RNA synthesis by an RNA enzyme

RNA synthesis by an RNA enzyme

Living organisms use protein-based enzymes to replicate and express genes, but primordial life is believed to have relied on RNA enzymes, or ribozymes, instead of proteins. Natural and synthetic ribozymes have been used to synthesize RNA in vitro, but their activity is limited to certain RNA sequences.

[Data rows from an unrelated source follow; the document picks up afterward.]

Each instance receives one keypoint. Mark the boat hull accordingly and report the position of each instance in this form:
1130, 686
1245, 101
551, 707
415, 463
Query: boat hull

Researchers used in vitro evolution to engineer a variant of the class I polymerase ribozyme with markedly improved activity. The authors selected randomized variants of the polymerase based on their ability to synthesize aptamers—RNA molecules that bind to specific target molecules—from a complementary RNA template.

After 24 rounds of selection, the authors obtained a polymerase that could synthesize RNAs of varying sequence and structure, including cyanocobalamin and GTP aptamers, the F1 ligase ribozyme, and a yeast transfer RNA. The improved polymerase could also replicate short RNA templates in a protein-free form of the polymerase chain reaction that amplified RNA exponentially, achieving up to 40,000-fold amplification after 24 hours.

The results suggest that gene replication and expression could be performed by RNA alone, and that combining and further improving these two functions might allow the creation of a synthetic form of RNA life, capable of self-sustained evolution, according to the authors.